Running the query once for every line of input from the file might actually be the right idea, if you prepare the SQL statement only one time, and then execute it on each row of input, like this:
use DBI;
my $dbh = DBI->connect( ... ); # get your database handle
my $sql = "select i.name, i._eid, i.num, i.val, m.code from ...".
" where i.name = m.code and m.code = ?"; # "?" is a "placeh
+older"
my $sth = $dbh->prepare( $sql );
open( R, "<", $datafile_name ) or die "$datafile_name: $!\n";
while (<R>)
{
chomp;
my ( $ref ) = ( /^([^\t]+)/ );
$sth->execute( $ref ); # value passed to execute() fills the plac
+eholder
# use one of the DBI methods for getting the query results...
}
There might be other ways to get what you want, but this is the simplest way.

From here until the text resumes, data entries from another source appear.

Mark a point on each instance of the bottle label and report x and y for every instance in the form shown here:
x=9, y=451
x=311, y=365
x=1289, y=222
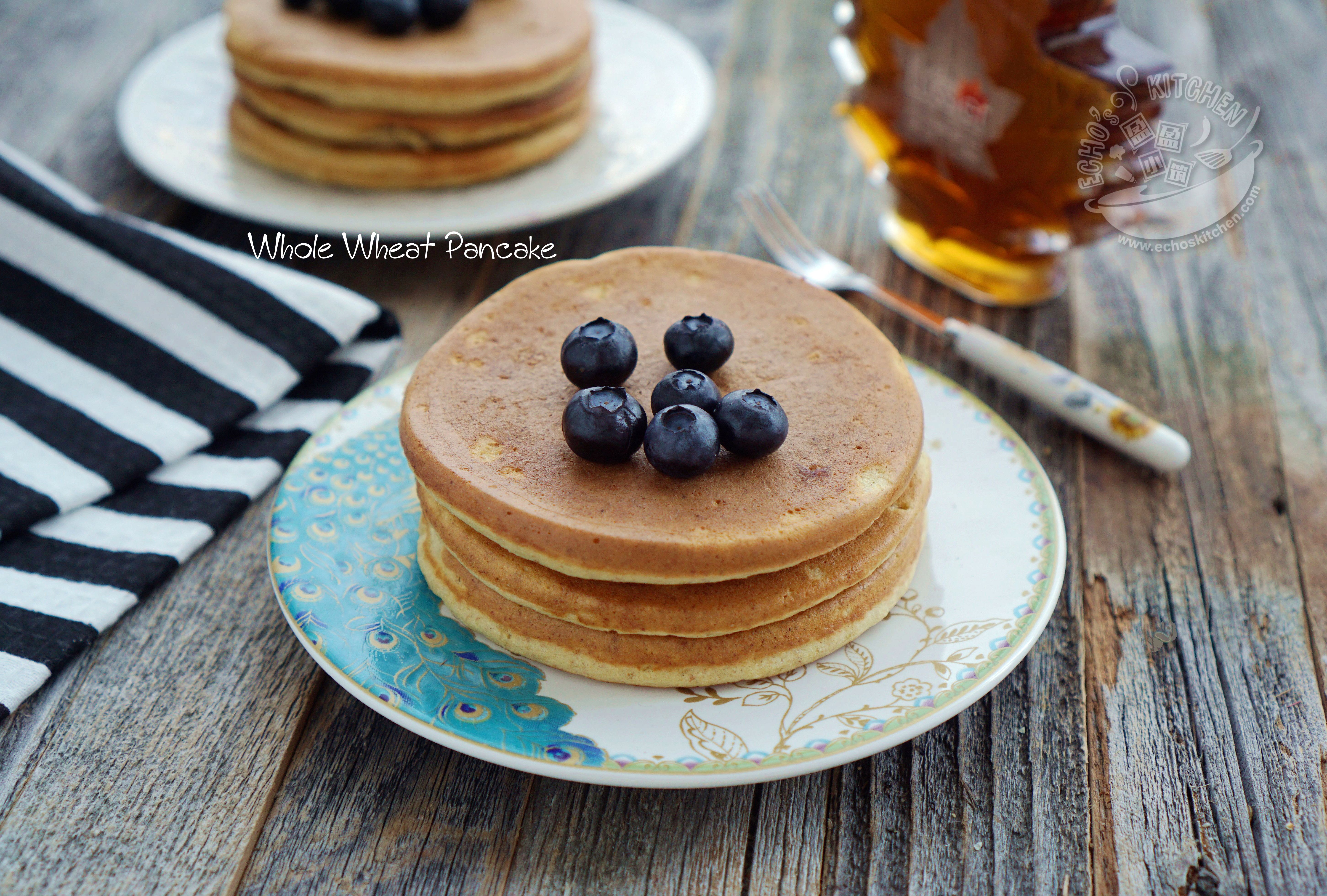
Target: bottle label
x=949, y=103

Another approach would be to create a temporary table with just one field, load it with the values from your data file, and do a single query execution using an sql statement like this, and then drop the temporary table:
"select ... from ... where i.name = m.code and m.code in (select ref f
+rom tmp)"
One last possibility would be to store your data file values into a hash, run a single query that returns all the available database rows, and filter the rows by checking whether the "m.code" value exists in the hash -- something like:
my %ref;
open( R, "<", $datafile_name );
while (<R>) {
if ( /^([^\t]+)/ ) {
$ref{$1} = undef;
}
}
my $dbh = DBI->connect( ... );
my $sth = $dbh->prepare( "select m.code, ... from ... where i.name=m.c
+ode");
$sth->execute;
my $rows = $sth->fetchall_arrayref;
for my $r ( @$rows ) {
my ( $mcode, ... ) = @$r;
next unless exists( $ref{$mcode} );
# do something ...
}
As for performance, that depends on things you haven't told us: How many lines are in the data file? How big are the tables, and if they're really big, are they set up to use efficient indexes on the fields that are involved in the query?
You should probably try the simplest thing first, and if that isn't good enough, either improve the database indexing, or another approach.